Robert Hess with amblyopia patient trying the video game (McGill University)

Robert Hess with amblyopia patient trying the video game (McGill University)

Vision researchers at McGill University in Montreal, Canada, with colleagues from China and New Zealand, adapted the video game Tetris in a treatment for adults with amblyopia, a condition commonly known as lazy eye. Ophthalmology professor Robert Hess and colleagues reported their findings in today’s issue of the journal Current Biology (paid subscription required).

Amblyopia occurs when central vision in one eye is lost or not developed, and not the result of some other condition nor correctable with lenses. Symptoms of amblyopia may include noticeable favoring of one eye or a tendency to bump into objects on one side. The university says amblyopia is the most common cause of visual impairment in childhood, affecting up to 3 per cent of the population.
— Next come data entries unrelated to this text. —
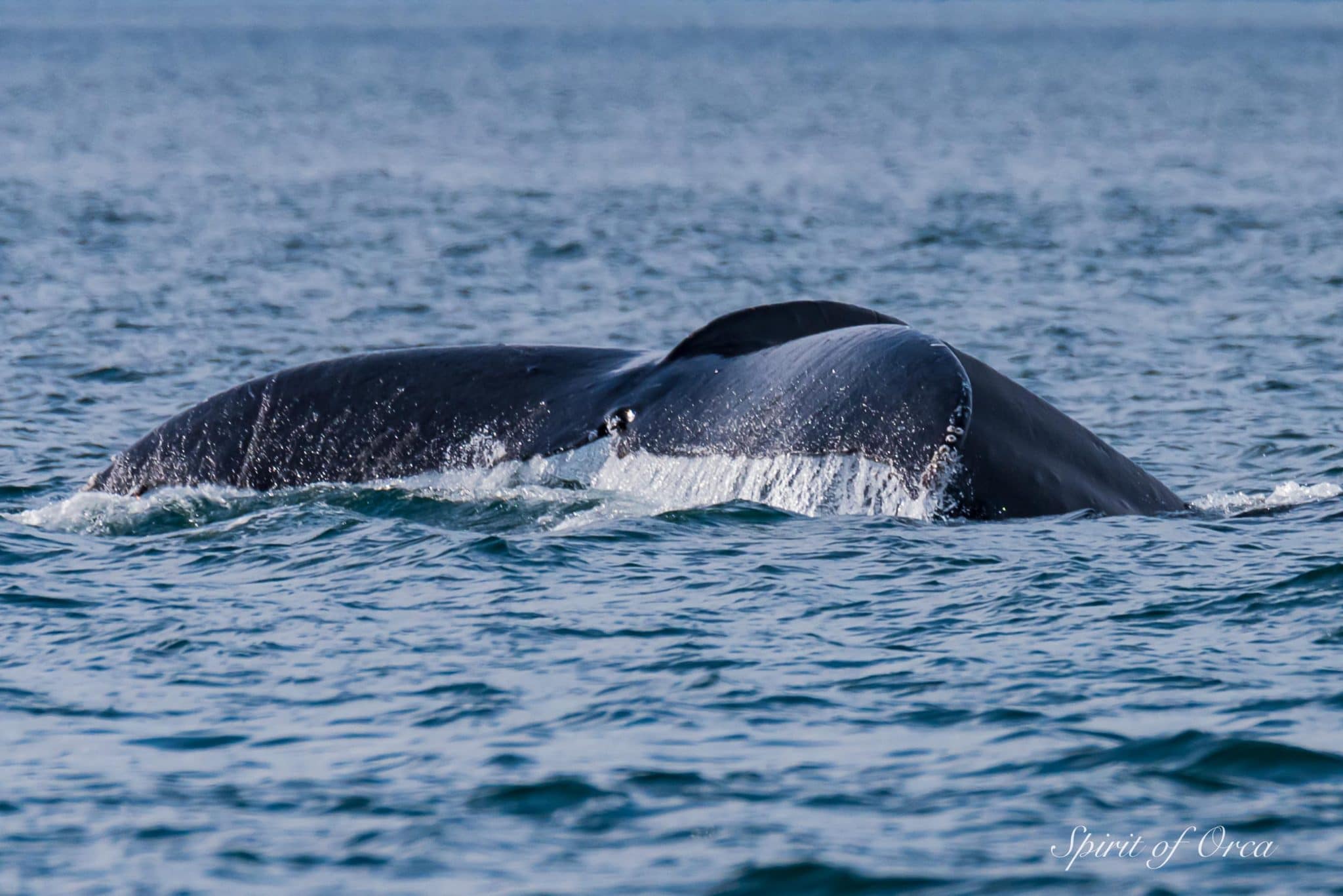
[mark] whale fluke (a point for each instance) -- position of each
(792, 379)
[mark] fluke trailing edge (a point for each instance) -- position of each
(797, 378)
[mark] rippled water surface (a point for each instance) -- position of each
(679, 677)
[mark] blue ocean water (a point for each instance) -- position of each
(679, 677)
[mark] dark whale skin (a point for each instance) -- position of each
(795, 378)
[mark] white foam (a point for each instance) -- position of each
(102, 513)
(1283, 496)
(622, 486)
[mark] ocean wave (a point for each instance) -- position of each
(1283, 496)
(578, 488)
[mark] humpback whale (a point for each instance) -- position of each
(805, 378)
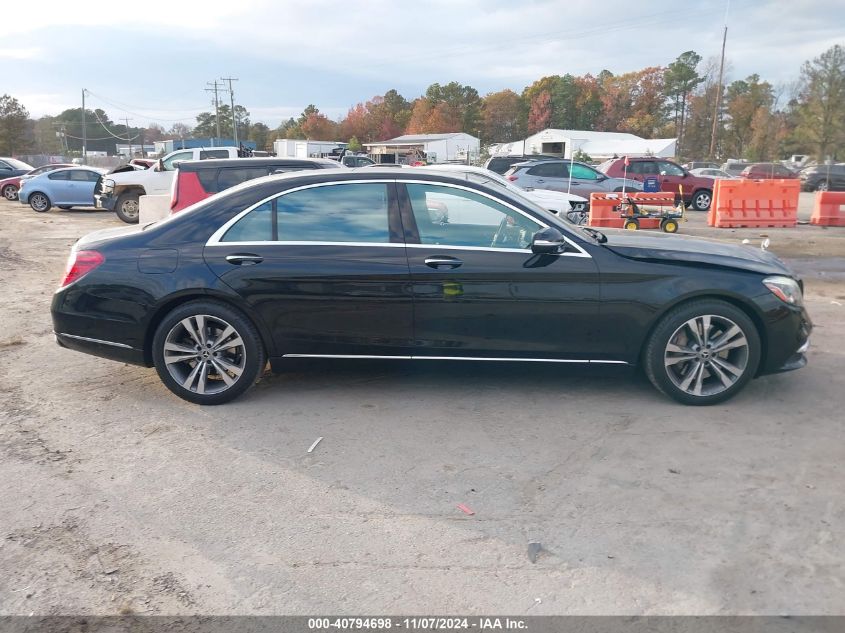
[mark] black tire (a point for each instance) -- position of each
(701, 200)
(40, 202)
(210, 384)
(10, 192)
(128, 207)
(670, 379)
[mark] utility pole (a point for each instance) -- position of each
(216, 102)
(232, 101)
(717, 111)
(84, 132)
(128, 137)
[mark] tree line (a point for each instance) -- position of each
(757, 120)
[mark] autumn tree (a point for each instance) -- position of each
(13, 125)
(500, 115)
(743, 99)
(821, 109)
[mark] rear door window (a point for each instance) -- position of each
(549, 170)
(213, 153)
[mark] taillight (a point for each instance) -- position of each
(79, 264)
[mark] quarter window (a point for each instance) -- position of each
(455, 217)
(255, 226)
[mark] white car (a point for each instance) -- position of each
(557, 202)
(712, 172)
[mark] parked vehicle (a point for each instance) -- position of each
(120, 192)
(692, 166)
(734, 167)
(357, 264)
(557, 202)
(9, 186)
(10, 167)
(66, 187)
(767, 171)
(823, 178)
(555, 175)
(196, 180)
(697, 190)
(712, 172)
(501, 164)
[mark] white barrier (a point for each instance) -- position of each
(152, 208)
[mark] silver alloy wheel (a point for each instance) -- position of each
(204, 354)
(703, 201)
(130, 208)
(706, 355)
(39, 202)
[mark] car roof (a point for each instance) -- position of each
(212, 163)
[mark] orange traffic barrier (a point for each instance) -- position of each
(754, 203)
(829, 209)
(606, 208)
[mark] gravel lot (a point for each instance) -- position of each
(118, 497)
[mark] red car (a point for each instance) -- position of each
(767, 171)
(10, 186)
(697, 190)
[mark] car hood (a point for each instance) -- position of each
(552, 196)
(105, 235)
(683, 249)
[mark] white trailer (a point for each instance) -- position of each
(292, 148)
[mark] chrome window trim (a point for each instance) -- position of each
(94, 340)
(215, 239)
(495, 359)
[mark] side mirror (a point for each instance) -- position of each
(548, 242)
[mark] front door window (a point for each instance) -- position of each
(456, 217)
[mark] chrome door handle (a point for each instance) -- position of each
(246, 259)
(437, 262)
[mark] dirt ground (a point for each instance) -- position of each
(118, 497)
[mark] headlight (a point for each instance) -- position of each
(786, 289)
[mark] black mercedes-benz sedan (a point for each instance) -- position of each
(409, 264)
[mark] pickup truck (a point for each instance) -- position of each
(120, 192)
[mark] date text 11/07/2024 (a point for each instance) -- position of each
(417, 624)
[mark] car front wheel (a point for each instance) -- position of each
(128, 208)
(701, 200)
(703, 352)
(207, 352)
(39, 202)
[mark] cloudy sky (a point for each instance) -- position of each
(150, 60)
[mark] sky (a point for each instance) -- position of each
(151, 60)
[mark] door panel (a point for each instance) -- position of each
(495, 301)
(324, 268)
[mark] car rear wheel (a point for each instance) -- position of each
(207, 352)
(39, 202)
(702, 352)
(10, 192)
(701, 200)
(128, 208)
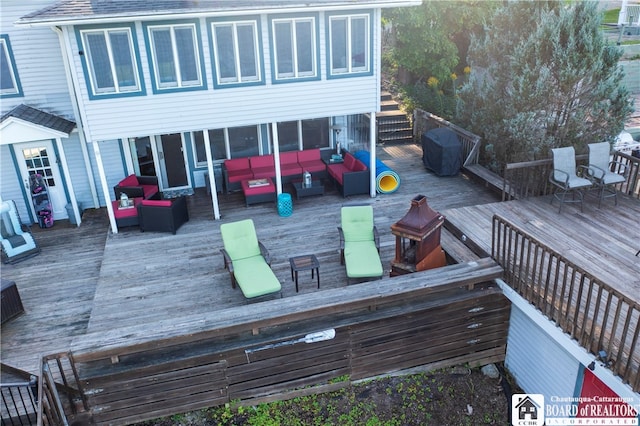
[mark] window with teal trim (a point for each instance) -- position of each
(236, 52)
(294, 47)
(110, 60)
(9, 82)
(349, 44)
(175, 56)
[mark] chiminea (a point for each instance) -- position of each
(418, 239)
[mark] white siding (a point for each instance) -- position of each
(538, 363)
(38, 59)
(113, 166)
(11, 188)
(78, 170)
(217, 108)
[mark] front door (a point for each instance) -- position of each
(172, 161)
(40, 157)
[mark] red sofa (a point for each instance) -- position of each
(292, 165)
(351, 176)
(137, 186)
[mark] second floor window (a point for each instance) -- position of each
(294, 42)
(9, 83)
(111, 63)
(349, 44)
(175, 56)
(237, 58)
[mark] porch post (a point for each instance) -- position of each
(105, 188)
(212, 176)
(372, 153)
(276, 157)
(67, 177)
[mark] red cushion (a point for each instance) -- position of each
(130, 180)
(261, 161)
(290, 157)
(349, 161)
(161, 203)
(309, 155)
(237, 164)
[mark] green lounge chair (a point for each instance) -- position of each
(248, 260)
(359, 243)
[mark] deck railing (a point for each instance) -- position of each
(424, 121)
(19, 405)
(599, 317)
(531, 178)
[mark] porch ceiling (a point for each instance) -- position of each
(24, 124)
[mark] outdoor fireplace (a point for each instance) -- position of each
(418, 239)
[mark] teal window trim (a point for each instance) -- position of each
(11, 67)
(181, 84)
(349, 70)
(220, 82)
(296, 74)
(88, 68)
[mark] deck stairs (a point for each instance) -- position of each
(394, 126)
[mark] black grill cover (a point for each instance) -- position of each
(442, 152)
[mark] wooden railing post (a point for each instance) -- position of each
(598, 316)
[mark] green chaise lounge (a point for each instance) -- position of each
(248, 260)
(359, 243)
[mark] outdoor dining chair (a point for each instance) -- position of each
(600, 171)
(565, 178)
(359, 243)
(247, 260)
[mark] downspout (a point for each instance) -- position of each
(66, 48)
(276, 157)
(212, 176)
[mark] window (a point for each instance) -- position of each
(236, 52)
(175, 56)
(111, 64)
(315, 134)
(349, 44)
(9, 82)
(216, 142)
(244, 141)
(294, 48)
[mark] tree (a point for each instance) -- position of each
(543, 76)
(431, 43)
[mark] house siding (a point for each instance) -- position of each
(38, 58)
(539, 364)
(152, 114)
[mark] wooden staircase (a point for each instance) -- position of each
(394, 127)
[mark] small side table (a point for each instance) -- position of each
(304, 263)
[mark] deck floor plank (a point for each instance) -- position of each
(88, 280)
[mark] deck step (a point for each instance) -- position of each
(394, 127)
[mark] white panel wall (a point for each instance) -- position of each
(538, 363)
(113, 163)
(11, 184)
(217, 108)
(39, 61)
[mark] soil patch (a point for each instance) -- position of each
(456, 396)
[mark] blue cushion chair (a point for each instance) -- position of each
(248, 260)
(17, 242)
(359, 243)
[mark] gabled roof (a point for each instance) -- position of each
(39, 118)
(73, 12)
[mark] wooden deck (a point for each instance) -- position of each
(88, 283)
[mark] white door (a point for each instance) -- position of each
(40, 157)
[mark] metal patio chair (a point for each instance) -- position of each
(605, 174)
(565, 178)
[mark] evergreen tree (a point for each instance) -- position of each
(543, 76)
The disorder is believed to be caused by poor processing of visual information in the brain, resulting in suppression of the weaker eye by the stronger eye. Current treatments usually involve putting a patch over the stronger eye, to cause the weaker to work harder and develop. These treatments, however, have been only partially successful in children and are largely ineffective in adults.

“The key to improving vision for adults, who currently have no other treatment options,” says Hess, “was to set up conditions that would enable the two eyes to cooperate for the first time in a given task.” To encourage the eyes to work better with each other in adults with amblyopia, Hess and colleagues used the 1980s-era video game Tetris that calls for connecting different shaped blocks as they fall to the ground.
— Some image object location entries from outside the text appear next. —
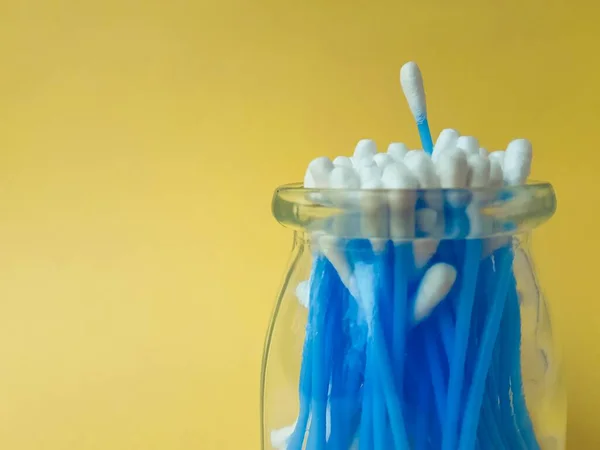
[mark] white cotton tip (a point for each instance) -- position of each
(452, 169)
(423, 250)
(517, 162)
(382, 160)
(365, 147)
(422, 168)
(342, 161)
(362, 161)
(412, 85)
(401, 200)
(434, 287)
(280, 437)
(446, 141)
(453, 172)
(498, 156)
(468, 144)
(398, 176)
(369, 174)
(496, 174)
(302, 293)
(318, 173)
(344, 178)
(479, 170)
(397, 150)
(426, 219)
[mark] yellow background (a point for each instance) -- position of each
(140, 142)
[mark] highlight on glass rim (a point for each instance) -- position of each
(411, 316)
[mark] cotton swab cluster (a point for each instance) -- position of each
(387, 363)
(457, 162)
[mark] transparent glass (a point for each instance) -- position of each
(412, 320)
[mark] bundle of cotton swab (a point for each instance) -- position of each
(413, 332)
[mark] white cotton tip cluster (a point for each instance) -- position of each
(434, 287)
(458, 164)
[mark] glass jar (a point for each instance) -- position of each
(412, 320)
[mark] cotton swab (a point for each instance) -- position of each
(399, 179)
(446, 140)
(382, 160)
(498, 156)
(486, 346)
(466, 298)
(365, 147)
(343, 161)
(400, 311)
(517, 162)
(412, 85)
(303, 292)
(318, 172)
(469, 144)
(397, 150)
(435, 285)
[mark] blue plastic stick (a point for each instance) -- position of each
(402, 257)
(384, 373)
(425, 135)
(296, 440)
(513, 359)
(488, 339)
(366, 417)
(463, 324)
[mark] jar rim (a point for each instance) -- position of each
(502, 210)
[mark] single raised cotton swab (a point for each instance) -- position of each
(446, 141)
(412, 85)
(302, 293)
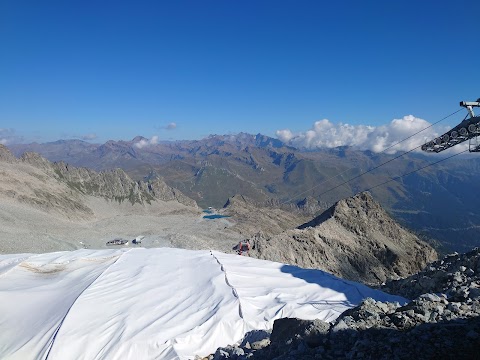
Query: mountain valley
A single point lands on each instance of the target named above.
(438, 202)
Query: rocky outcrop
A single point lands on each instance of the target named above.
(111, 184)
(445, 325)
(6, 155)
(354, 239)
(251, 215)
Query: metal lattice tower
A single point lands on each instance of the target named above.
(468, 129)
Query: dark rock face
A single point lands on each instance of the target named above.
(6, 155)
(355, 239)
(445, 325)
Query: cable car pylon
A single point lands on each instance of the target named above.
(468, 129)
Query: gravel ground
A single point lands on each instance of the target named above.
(164, 224)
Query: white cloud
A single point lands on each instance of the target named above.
(145, 142)
(7, 136)
(325, 134)
(90, 136)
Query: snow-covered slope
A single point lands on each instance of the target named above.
(154, 303)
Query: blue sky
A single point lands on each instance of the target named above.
(117, 69)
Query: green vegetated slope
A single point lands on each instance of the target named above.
(437, 202)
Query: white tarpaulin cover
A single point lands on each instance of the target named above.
(159, 303)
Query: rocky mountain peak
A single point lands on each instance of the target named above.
(359, 213)
(36, 160)
(236, 200)
(6, 155)
(354, 239)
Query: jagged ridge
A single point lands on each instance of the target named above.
(355, 239)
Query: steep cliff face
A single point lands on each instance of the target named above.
(6, 155)
(354, 239)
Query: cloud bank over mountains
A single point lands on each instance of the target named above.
(325, 134)
(145, 142)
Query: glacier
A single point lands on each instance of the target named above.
(160, 303)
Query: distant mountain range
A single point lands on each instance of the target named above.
(438, 202)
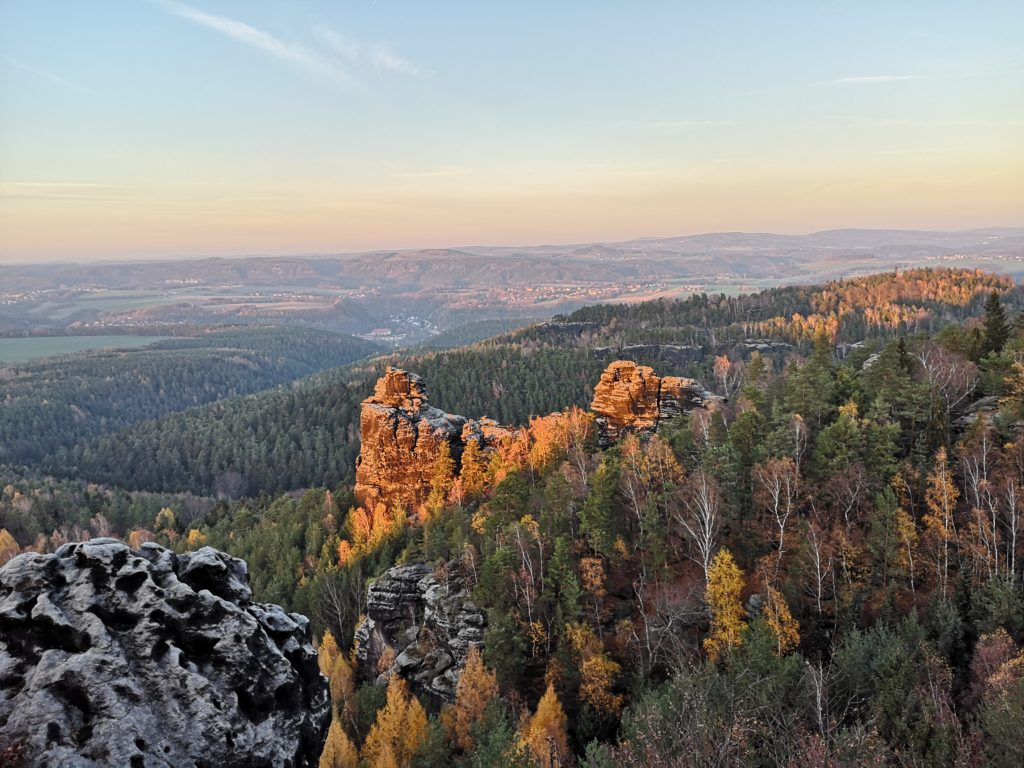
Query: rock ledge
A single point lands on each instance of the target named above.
(115, 656)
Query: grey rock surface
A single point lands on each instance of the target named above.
(426, 625)
(115, 656)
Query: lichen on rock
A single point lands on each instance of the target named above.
(116, 656)
(420, 627)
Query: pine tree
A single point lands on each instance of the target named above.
(940, 500)
(545, 733)
(328, 653)
(780, 622)
(8, 547)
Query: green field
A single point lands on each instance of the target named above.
(20, 350)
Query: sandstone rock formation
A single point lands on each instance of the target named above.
(421, 627)
(401, 437)
(632, 398)
(115, 656)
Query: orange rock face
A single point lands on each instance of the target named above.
(401, 437)
(402, 434)
(633, 398)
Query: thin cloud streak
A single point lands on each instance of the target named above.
(378, 55)
(244, 33)
(868, 79)
(48, 76)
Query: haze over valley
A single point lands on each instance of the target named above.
(410, 297)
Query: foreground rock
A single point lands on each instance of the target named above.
(419, 627)
(401, 437)
(114, 656)
(632, 398)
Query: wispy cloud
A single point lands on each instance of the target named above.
(868, 79)
(666, 125)
(378, 55)
(443, 172)
(58, 190)
(294, 53)
(333, 55)
(48, 76)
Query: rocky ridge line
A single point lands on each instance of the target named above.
(115, 656)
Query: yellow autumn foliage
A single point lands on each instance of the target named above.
(725, 584)
(339, 752)
(400, 727)
(544, 734)
(477, 688)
The researchers devised head-mounted goggles that display the game dichoptically, where each eye is given different stimuli. In this case, the goggles showed to one eye of the viewer only the falling objects, while the viewer’s other eye saw only the objects on the ground. “Forcing the eyes to work together,” says Hess,  “we believed would improve vision in the lazy eye.”

The team tested the game and goggles treatment strategy on 18 adults with amblyopia. Nine of the participants played the game dichoptically, where each eye was allowed to view a separate part of the game. The other nine participants played the game monocularly with the weaker eye, and a patch over the stronger eye.
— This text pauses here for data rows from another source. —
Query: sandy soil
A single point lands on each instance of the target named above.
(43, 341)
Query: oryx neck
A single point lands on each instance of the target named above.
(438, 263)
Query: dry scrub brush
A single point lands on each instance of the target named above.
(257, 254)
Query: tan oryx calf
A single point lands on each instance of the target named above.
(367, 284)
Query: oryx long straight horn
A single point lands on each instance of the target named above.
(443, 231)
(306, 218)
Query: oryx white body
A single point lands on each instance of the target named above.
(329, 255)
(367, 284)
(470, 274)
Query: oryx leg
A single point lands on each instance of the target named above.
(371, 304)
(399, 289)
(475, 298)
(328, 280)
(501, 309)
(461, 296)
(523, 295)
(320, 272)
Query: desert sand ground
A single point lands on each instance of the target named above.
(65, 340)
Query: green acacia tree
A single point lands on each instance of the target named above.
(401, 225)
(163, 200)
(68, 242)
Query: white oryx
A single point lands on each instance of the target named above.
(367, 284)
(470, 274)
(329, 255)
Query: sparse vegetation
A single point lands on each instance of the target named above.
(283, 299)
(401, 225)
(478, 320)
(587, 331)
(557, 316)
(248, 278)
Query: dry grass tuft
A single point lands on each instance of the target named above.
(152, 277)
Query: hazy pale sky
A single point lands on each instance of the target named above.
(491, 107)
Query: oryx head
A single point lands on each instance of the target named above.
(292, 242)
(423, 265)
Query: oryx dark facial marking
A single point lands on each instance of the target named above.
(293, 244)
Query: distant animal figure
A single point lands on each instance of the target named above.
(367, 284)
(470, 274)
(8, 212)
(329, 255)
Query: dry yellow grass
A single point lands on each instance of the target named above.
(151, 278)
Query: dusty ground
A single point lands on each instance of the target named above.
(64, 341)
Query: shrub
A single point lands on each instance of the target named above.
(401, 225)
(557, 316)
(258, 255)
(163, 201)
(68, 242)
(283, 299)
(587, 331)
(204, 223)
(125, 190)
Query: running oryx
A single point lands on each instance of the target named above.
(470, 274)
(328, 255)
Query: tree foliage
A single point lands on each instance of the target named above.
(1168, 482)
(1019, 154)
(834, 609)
After two weeks, report the researchers, the participants playing the game with separate images in each eye had much more improvement in the vision of the weaker eye as well as in three-dimensional depth perception. The group with the monocular version of Tetris had some gain, but when this group switched to the dichoptic method, these participants experienced more improvement in their vision as well.

The team attributes the benefits of the dichoptic method to the higher degree of plasticity in the adult human brain. This increased plasticity, say the researchers, offers a way of treating vision disorders from a disrupted period of visual development in childhood.